Appelé à comparaître après plus de huit ans derrière les barreaux sans aucune procédure judiciaire, un détenu saoudien refuse de se faire entendre par le juge. Il dénonce par là une justice amnésique qui oublie – pendant de longues années- les milliers de prisonniers détenus arbitrairement.

Suleyman Al Alouane a été appelé à comparaître devant M. Salah Laajiri, le juge de la Cour pénale spéciale de Riyadh le 14 octobre 2012. C'est la première fois après plus de huit ans de détention que la justice saoudienne semble se souvenir de lui. Plus de huit ans sans aucune procédure légale. Détenu à la prison d'Al Tarfiya, il a cependant refusé de se rendre à sa convocation pour protester contre l'absence d'indépendance de la justice saoudienne.

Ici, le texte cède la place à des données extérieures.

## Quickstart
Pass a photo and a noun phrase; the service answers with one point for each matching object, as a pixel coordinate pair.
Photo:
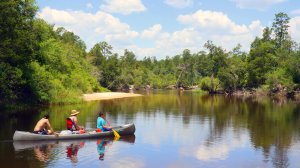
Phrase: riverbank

M. Al Alouane, aujourd'hui âgé de 43 ans, avait été arrêté en avril 2004 par des agents des services de renseignement saoudiens puis emmené dans les locaux du ministère de l'intérieur pour y être interrogé et torturé. Il aura passé plus de huit en détention dans les prisons d'Al-Hayr et d'Al Tarfiya sans qu'aucune procédure judiciaire n'ait été initiée. Pour la première fois depuis huit ans, il a été cité à comparaître devant le tribunal pénal spécial de Riyadh. Néanmoins, pour protester contre sa détention arbitraire et l'absence d'indépendance de la justice saoudienne, il a refusé de se rendre au tribunal.

Le tribunal pénal spécial de Riyadh est une juridiction d'exception qui a été instituée 2008 à la demande du ministre de l'intérieur par le conseil suprême de la justice. Elle est composée de magistrats choisis par le  ministre de l'Intérieur. Le juge qui devait présenter les accusations à la victime n'est autre que M. Salah Laajiri, le juge qui avait condamné Dr Saud Al Hashimi, lauréat du Prix Alkarama 2012 à 30 ans d'emprisonnement en novembre 2011. 

L'affaire de Suleyman Al Alouane ne fait pas exception. Les groupes de défense des droits de l'homme locaux rapportent qu'il y a des milliers de détenus dans le Royaume qui seraient emprisonnés pendant des années sans aucun jugement.

Alkarama a informé aujourd'hui le Groupe de travail sur la détention arbitraire des développements dans cette affaire. En 2008, le groupe onusien avait déjà confirmé le caractère arbitraire de la détention de M. Al Alouane et appelé les autorités saoudiennes à le juger ou à le libérer.